- Associated Press - Friday, September 2, 2016

TUSCALOOSA, Ala. (AP) - Debra Hughes remembers how her sister, Shelia Hughes, was about to begin a new chapter in her life before Sept. 1, 2000.

Shelia, then 29, was due to give birth to a son.

“She was saying that when she had the baby, she would stay with me for a few weeks and then find a place,” Debra Hughes said. “She was going to name him Junior.”

The night of Sept. 1, Shelia was living with her sister in Aliceville when she was picked up by Renard Simmons, her boyfriend and father of the unborn child. Debra Hughes remembers that before her sister left she said something to her that she still remembers to this day.

“Her last words to me were ‘If you don’t ever see me again, don’t worry about me because I have lived my life to the fullest,’” Debra Hughes said.

After that, Shelia was never seen again.

Thursday marked 16 years to the day that she disappeared, but Debra Hughes and her family still hold out hope that they will receive answers one day. In 2008, the family had Shelia declared legally presumed dead in Pickens County Probate Court.

“In my heart, I really believe she is deceased, but sometimes hope arises,” Hughes said.

Hughes said she always had concern about Simmons’ account of the night. According to reports, Simmons told law enforcement that after picking Shelia Hughes up that evening, he dropped her off back home at 3 a.m. the next morning.

However, Hughes said she was at home that night and never saw her come back.

“I was at home that weekend and he did not drop her off,” Hughes said. “That’s what he said, but I was off that weekend, so he did not drop her off.”

Following Shelia’s disappearance, Hughes become more vocal about what she thought happened to her, telling The Tuscaloosa News in 2008 about how she felt about how Simmons “may have had something to do with her going missing.”

“He’s shown no sympathy since she disappeared,” Hughes said in that interview. “He wanted her to have an abortion, but she refused and he was really upset.”

On Nov. 5, 2013, Simmons died. He was never charged, although District Attorney Chris McCool said he was a person of interest at one point.

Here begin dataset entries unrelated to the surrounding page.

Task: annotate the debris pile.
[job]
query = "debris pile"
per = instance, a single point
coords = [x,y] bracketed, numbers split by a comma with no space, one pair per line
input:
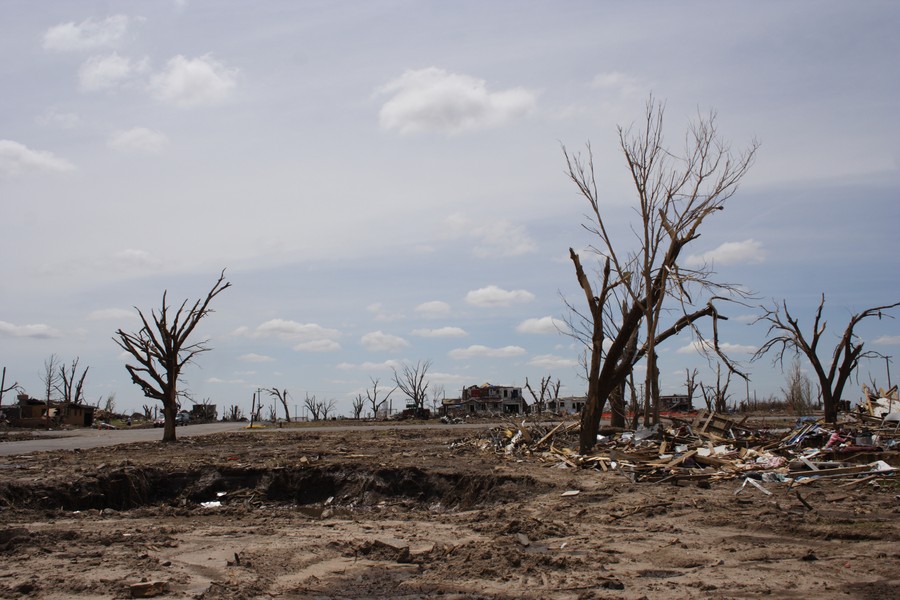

“The evidence was never clear enough to charge anyone, and until the evidence shows what happened and who did it, even if that person is deceased, it won’t be closed,” McCool said.

Keith Cox investigated Shelia’s case from the time he was a police officer at the Aliceville Police Department to his time as an investigator for the district attorney’s office and said Simmons was not the main focus of the investigation, though with his death, some questions remain unanswered.

“Regardless of what people think his status was, any information we need to clarify with him we can’t do now,” Cox said.

Cox said he is not sure what happened to her. No body was ever recovered and no new information has been gathered in the case in years.

“Until there is some final closure, you never really know what happened,” he said.

McCool, who was assistant district attorney for Pickens County at the time Shelia disappeared, said the case is cold, but not closed. McCool said Simmons was a person of interest for a time, but that there was never enough evidence to charge anyone. Nonetheless, he said the case would remain open.

“Finding out what happened is justice,” he said. “I’m not satisfied until we know what happened.”

Cox, now circuit clerk of Pickens County, said the case still weighs heavily on him.

“It’s probably one of the biggest disappointments in my career that I could not give this family an answer as to what had happened,” Cox said.

Shortly after Shelia’s disappearance, law enforcement came across substantial evidence: pieces of her clothing that were found in Mississippi. Cox said that unfortunately, the discovery did not yield any further results in the case.

Cox said the biggest obstacle in figuring out what happened to Shelia was the lack of evidence and, outside of Simmons’ account of the night, nothing of note.

“It’s almost as if she just vanished into thin air, but we both know that is not the case,” he said. “It just doesn’t make sense.”

Cox said at one point, law enforcement investigated rumors that Shelia had been seen in different parts of the country. Hughes is adamant that her sister would never have just left her family.

“If that was me and someone said that, that might be true, but with Shelia, there’s no truth to that,” Hughes said. “I knew Shelia too well.”

People that knew Shelia said she was very social and full of spontaneity, often planning family trips and reunions.

“She was the one that kept the family together,” Hughes said. “We haven’t had a family barbecue since she was missing because she was the one that used to get it together.”

She said she still thinks about her sister every day.

“I often think about what she would be doing now,” Hughes said. “I think about what her child would be like and how he would come to visit.”